Korkularının temeli, halkın kendilerini aşarak iktidara yönelmesidir.
Halkın hareketini sonuca ulaştıracak olan, halkın kendi örgütlenmeleri ve devrimci önderliktir.
Bu hareketin en fazla evrileceği yer, CHP’nin sandıktan bir kez daha birinci parti olarak çıkmasını sağlamaktır.
Fakat bu, halkın hiçbir sorununun çözümü değildir.

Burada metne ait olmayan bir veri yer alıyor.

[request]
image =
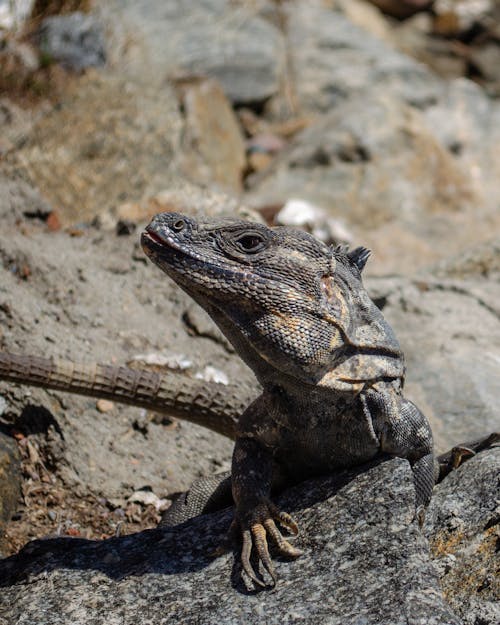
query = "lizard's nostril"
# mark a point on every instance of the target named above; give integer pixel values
(178, 225)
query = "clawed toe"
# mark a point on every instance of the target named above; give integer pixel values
(255, 535)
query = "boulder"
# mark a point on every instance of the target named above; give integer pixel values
(76, 40)
(462, 526)
(10, 479)
(331, 59)
(243, 51)
(449, 330)
(365, 561)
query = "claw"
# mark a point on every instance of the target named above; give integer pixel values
(255, 532)
(459, 454)
(245, 559)
(284, 547)
(260, 542)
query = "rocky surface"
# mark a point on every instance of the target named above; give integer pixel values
(463, 528)
(10, 480)
(76, 40)
(342, 117)
(363, 555)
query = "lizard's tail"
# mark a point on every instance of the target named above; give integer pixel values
(214, 406)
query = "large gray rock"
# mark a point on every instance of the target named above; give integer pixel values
(370, 160)
(10, 478)
(462, 525)
(331, 59)
(449, 330)
(365, 562)
(76, 40)
(244, 52)
(400, 177)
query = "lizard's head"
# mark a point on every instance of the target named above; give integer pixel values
(290, 304)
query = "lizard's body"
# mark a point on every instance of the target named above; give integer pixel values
(330, 367)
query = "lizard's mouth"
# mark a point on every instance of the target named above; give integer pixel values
(147, 234)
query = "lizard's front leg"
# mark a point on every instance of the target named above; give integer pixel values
(405, 432)
(256, 515)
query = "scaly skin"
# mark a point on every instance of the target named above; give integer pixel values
(330, 366)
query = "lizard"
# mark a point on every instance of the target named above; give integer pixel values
(330, 368)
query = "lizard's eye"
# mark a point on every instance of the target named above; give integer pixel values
(250, 243)
(178, 225)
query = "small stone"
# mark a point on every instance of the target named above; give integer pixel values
(76, 40)
(258, 161)
(214, 150)
(104, 405)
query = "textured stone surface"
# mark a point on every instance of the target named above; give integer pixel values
(450, 333)
(365, 562)
(217, 38)
(463, 527)
(331, 58)
(76, 40)
(10, 480)
(214, 149)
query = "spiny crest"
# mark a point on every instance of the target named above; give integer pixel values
(358, 256)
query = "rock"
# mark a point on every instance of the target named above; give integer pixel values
(450, 334)
(402, 8)
(366, 162)
(104, 405)
(332, 59)
(182, 197)
(214, 150)
(301, 214)
(453, 18)
(401, 178)
(365, 561)
(108, 141)
(462, 525)
(76, 40)
(244, 52)
(10, 482)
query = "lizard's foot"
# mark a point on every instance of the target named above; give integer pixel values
(255, 527)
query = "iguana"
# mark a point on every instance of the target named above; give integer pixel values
(330, 368)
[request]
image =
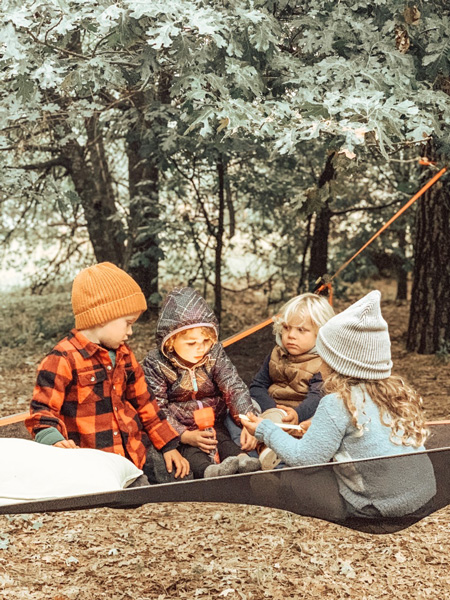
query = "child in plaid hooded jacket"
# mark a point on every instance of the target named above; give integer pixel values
(189, 370)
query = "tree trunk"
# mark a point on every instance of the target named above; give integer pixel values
(221, 169)
(400, 270)
(301, 279)
(429, 319)
(91, 176)
(319, 246)
(143, 248)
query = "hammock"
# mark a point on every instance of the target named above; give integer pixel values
(307, 491)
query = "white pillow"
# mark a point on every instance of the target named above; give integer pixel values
(32, 471)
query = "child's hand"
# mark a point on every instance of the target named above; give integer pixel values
(66, 444)
(251, 423)
(173, 458)
(291, 417)
(248, 441)
(305, 425)
(205, 440)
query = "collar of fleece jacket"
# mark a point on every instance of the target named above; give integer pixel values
(182, 309)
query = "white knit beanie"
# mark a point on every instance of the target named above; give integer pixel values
(356, 341)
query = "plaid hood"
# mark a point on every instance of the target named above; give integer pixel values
(183, 308)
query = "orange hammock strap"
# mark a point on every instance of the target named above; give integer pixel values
(411, 201)
(327, 285)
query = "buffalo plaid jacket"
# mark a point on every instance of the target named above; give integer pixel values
(95, 404)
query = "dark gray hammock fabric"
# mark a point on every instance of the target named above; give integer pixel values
(307, 491)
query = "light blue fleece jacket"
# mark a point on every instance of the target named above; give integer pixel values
(395, 487)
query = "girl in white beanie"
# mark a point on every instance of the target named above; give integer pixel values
(366, 413)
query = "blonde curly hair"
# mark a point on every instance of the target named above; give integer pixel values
(401, 407)
(308, 305)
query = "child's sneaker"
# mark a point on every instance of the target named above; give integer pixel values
(229, 466)
(248, 464)
(268, 459)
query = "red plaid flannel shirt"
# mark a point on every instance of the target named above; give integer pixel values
(80, 393)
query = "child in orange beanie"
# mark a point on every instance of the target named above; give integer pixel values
(90, 390)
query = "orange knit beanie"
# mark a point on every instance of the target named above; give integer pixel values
(102, 293)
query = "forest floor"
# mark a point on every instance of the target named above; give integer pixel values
(211, 551)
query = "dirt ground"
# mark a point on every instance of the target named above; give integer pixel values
(210, 551)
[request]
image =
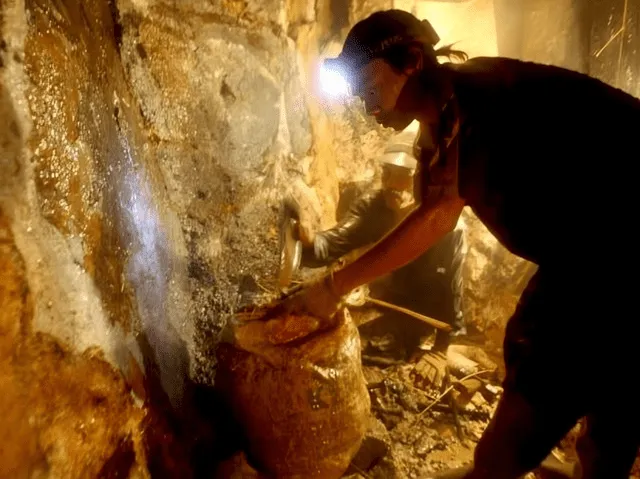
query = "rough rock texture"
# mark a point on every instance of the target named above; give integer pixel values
(144, 148)
(54, 425)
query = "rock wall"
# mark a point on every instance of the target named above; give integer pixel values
(145, 146)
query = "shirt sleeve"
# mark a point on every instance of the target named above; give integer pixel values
(358, 228)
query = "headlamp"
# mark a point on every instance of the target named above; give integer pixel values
(333, 79)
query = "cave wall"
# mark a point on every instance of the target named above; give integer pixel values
(145, 146)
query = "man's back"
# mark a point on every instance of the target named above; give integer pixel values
(536, 148)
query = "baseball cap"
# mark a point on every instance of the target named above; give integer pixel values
(380, 31)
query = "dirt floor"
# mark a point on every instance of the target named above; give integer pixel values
(415, 431)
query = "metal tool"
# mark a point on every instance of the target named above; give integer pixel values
(290, 245)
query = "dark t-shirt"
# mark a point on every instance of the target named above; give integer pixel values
(543, 149)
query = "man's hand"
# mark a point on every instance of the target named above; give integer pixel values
(430, 371)
(305, 234)
(316, 298)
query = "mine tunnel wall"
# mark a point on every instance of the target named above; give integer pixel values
(144, 148)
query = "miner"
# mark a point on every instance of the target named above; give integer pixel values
(544, 157)
(430, 285)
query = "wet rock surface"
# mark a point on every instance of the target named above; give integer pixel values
(144, 148)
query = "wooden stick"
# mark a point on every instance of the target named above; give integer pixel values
(447, 391)
(433, 322)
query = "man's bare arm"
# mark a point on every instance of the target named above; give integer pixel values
(422, 229)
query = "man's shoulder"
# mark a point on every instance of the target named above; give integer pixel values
(539, 77)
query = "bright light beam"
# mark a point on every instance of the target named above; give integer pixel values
(332, 83)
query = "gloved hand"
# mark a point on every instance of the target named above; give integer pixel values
(316, 298)
(306, 235)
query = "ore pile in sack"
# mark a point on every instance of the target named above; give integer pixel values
(296, 387)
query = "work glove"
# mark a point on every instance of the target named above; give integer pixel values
(306, 235)
(316, 298)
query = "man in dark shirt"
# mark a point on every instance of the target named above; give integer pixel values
(431, 284)
(545, 158)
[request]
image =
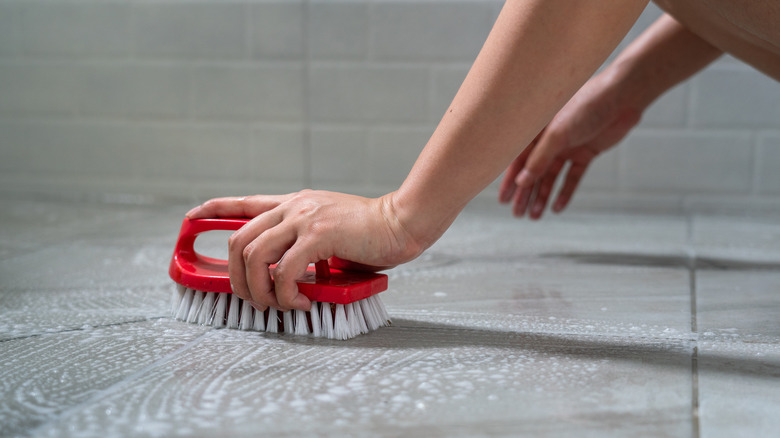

CHP’nin halka vereceği de kapitalizmden başka bir şey değildir; yeni sömürgecilik ilişkilerinin sürdürülmesinden başka bir şey değildir.
CHP’nin halkın ekonomik sorunlarını çözecek bir ekonomik programı, halkın demokrasi sorununu çözecek bir demokrasi programı yoktur.
CHP’nin iktidarında da Türkiye’yi yönetecek olan, aynı emperyalist ve işbirlikçi tekeller olacaktır.
Bugün de zaten yaşanan, onların iktidarıdır.
CHP, ADALETSIZLIKLERIN HESABINI SORAMAZ.
BASKI VE ZULMÜN HESABINI SORAMAZ.
YOLSUZLUKLARIN, DOLANDIRICILIKLARIN HESABINI SORAMAZ.
FAŞIZMI YENECEK TEK GÜÇ, HALK GÜCÜDÜR.
HALKIN ÖRGÜTLÜ GÜCÜDÜR.
ADALETSIZLIKLERIN, ZULMÜN, KATLIAMLARIN, SÖMÜRÜNÜN HESABINI SORACAK VE BUNLARA SON VERECEK TEK GÜÇ, HALKIN ÖRGÜTLÜ GÜCÜDÜR!
BUNUN IÇIN TEK ÇÖZÜM; HALK KOMITELERINDE VE HALK MECLISLERINDE ÖRGÜTLENMEKTIR!